Wednesday, December 22, 2004

Northrop Frye on Christmas

We turn on all our lights, and stuff ourselves, and exchange presents, because our ancestors in the forest...chose the shortest day of the year to defy an almost triumphant darkness and declare loyalty to an almost beaten sun.

We have yet to learn..., that no matter how often man is knocked down, he will always pick himself up, punch drunk and sick and morbidly aware of his open guard, spit out some more teeth, and start slugging again.

...the new light coming into the world must be divine as well as human if the struggle is ever to be won.

Scrooge saw the air filled with fettered spirits, whose punishment it was to see the misery of others and to be unable to help...we too are unable...and we can offset our helplessness by affirming Christmas,...of what human life should be, a society raised by kindness into a community of continuous joy.

...there is now in the world a power of life which is both the perfect form of human effort and all we know of God, and which it is our privilege to work with as it spreads...until there is no one shut out from the great invisible communion of the Christmas feast. Then the wish of a merry Christmas,...will become,...a worker of miracles.

...Christmas is the only traditional festival...that retains any real hold on ordinary life...people want Christmas....because Christmas helps them to understand why they go through the bother of living out their lives the rest of the year. For one brief instant, we see human society as it should and could be, a world in which business has become the exchanging of presents and in which nothing is important except...happiness and well-being.

...Christianity speaks of making the earth resemble the kingdom of heaven, and teaches that the kingdom of heaven is within [us]. This is... the conquest of the whole year by the spirit of Christmas.

There is an unmistakable panic (something of the old pains recurring) in the advertisers' desperate appeals of "only so many shopping days left, "...

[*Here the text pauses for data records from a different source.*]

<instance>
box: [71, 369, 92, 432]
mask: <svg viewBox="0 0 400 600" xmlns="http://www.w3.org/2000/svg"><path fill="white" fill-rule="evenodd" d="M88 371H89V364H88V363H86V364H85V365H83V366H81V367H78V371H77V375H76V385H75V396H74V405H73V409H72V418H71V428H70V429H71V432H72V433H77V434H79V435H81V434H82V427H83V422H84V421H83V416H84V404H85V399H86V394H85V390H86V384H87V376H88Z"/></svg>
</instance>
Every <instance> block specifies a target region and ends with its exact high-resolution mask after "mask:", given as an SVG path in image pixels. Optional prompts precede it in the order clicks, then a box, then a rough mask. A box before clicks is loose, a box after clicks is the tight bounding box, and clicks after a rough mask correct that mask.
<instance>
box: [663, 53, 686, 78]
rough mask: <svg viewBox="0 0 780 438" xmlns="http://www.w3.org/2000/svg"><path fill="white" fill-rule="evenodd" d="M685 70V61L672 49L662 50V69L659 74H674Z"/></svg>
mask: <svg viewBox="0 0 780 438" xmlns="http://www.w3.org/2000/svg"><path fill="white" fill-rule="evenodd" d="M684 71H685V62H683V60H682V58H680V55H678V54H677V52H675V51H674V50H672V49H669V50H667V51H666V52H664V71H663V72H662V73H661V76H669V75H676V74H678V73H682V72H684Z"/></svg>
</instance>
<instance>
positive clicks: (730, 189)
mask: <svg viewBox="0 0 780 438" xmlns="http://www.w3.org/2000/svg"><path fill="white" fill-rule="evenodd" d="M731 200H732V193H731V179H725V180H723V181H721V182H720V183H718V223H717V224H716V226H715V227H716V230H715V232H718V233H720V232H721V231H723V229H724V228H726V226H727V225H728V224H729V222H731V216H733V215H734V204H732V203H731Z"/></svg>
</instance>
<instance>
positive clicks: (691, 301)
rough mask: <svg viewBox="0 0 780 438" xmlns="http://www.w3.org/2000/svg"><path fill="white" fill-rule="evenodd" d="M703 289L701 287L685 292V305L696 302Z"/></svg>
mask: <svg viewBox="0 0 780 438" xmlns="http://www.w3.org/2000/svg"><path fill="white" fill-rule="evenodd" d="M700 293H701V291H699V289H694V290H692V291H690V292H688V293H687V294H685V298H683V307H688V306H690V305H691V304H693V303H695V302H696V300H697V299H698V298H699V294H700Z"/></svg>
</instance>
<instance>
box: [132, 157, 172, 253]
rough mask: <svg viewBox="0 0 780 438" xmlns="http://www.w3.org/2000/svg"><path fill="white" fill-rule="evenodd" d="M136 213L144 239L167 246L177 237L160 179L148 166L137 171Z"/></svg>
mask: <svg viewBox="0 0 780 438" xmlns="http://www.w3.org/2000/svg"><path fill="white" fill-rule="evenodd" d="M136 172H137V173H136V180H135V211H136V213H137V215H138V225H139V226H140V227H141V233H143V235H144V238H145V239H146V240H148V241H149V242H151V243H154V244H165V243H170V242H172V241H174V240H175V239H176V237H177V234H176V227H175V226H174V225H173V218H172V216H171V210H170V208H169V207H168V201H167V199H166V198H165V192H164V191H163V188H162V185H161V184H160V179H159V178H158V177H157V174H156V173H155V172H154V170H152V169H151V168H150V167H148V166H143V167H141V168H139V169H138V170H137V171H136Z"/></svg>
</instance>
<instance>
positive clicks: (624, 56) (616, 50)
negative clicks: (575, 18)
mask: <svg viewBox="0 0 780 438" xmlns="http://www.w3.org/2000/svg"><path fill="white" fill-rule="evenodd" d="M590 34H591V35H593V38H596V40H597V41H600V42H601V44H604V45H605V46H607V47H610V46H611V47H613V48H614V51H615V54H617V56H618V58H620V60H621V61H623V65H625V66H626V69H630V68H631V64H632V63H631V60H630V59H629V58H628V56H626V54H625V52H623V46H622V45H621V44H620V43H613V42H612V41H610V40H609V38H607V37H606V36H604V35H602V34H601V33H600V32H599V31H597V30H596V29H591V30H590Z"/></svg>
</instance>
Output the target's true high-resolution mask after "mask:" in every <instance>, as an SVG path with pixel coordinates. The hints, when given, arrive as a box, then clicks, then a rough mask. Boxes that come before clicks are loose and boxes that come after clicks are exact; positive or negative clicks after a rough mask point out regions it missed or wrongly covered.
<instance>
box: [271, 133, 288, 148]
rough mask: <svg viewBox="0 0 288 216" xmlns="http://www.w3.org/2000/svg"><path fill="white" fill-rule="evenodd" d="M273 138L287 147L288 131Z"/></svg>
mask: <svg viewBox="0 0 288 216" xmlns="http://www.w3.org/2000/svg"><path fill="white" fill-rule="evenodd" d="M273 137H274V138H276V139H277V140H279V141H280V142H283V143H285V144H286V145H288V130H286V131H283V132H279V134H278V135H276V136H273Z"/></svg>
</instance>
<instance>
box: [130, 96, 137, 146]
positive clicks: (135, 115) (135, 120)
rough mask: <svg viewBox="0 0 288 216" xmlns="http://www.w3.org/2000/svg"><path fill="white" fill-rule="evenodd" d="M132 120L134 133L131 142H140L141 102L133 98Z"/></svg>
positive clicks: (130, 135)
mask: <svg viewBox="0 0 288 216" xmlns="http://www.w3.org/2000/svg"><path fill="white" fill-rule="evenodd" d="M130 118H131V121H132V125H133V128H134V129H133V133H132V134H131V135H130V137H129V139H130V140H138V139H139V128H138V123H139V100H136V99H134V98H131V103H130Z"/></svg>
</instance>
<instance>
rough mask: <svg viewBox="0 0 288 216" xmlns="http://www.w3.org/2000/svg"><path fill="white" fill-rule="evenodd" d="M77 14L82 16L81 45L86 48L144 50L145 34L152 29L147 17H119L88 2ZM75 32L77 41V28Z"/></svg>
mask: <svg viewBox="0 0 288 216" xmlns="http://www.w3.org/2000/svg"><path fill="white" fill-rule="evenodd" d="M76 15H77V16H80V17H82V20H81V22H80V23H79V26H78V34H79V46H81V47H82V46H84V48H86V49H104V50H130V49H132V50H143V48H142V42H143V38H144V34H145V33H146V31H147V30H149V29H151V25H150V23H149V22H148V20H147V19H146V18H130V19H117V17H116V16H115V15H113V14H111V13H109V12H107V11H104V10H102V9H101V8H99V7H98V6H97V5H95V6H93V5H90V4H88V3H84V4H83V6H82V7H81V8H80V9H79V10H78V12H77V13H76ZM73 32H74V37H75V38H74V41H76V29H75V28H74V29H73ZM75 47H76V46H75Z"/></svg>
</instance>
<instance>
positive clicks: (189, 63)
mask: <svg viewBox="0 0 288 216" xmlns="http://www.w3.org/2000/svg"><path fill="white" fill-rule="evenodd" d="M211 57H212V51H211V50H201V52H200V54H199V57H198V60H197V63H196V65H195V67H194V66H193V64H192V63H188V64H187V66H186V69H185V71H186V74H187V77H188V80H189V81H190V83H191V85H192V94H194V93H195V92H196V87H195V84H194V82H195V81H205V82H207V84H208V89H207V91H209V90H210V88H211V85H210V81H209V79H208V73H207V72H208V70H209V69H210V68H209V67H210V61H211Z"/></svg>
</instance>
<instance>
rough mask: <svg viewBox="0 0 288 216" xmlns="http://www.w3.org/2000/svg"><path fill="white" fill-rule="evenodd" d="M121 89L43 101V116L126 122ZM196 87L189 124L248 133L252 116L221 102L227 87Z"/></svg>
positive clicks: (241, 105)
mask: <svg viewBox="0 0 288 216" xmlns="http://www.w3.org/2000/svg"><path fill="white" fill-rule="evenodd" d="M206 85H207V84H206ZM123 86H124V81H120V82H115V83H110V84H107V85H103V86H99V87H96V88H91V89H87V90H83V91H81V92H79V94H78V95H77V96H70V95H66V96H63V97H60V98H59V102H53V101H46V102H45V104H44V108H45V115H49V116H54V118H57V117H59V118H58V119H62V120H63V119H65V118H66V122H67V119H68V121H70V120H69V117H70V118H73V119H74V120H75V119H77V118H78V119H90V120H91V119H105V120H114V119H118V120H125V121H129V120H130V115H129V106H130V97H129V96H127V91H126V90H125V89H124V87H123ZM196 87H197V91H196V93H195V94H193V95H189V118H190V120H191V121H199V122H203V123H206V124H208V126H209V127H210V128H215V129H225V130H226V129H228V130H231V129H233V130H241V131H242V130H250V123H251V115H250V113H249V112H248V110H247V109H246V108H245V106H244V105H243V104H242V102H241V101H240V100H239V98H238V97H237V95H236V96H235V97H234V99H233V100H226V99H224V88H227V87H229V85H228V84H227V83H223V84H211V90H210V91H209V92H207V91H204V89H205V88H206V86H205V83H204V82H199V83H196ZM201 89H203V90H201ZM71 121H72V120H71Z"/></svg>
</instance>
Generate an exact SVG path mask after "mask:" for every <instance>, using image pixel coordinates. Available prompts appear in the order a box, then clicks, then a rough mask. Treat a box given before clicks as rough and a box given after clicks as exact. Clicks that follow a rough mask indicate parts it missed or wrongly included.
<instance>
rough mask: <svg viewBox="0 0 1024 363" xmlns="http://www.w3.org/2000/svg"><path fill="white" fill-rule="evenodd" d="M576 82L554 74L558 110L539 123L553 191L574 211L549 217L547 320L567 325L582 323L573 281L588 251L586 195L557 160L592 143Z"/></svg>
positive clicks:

The story of Christmas, from its primitive beginnings to the present, is, in part, a story of how [we], by cowering together in the common fear of menace, discovered a new fellowship, in fellowship a new hope, and in hope and new vision of society."

...Dickens shows us,...Christmas past brings us only regret...Christmas future brings us only...terror of the future. But...to know and appreciate better the spirit of Christmas present is to wake from the nightmare of the future.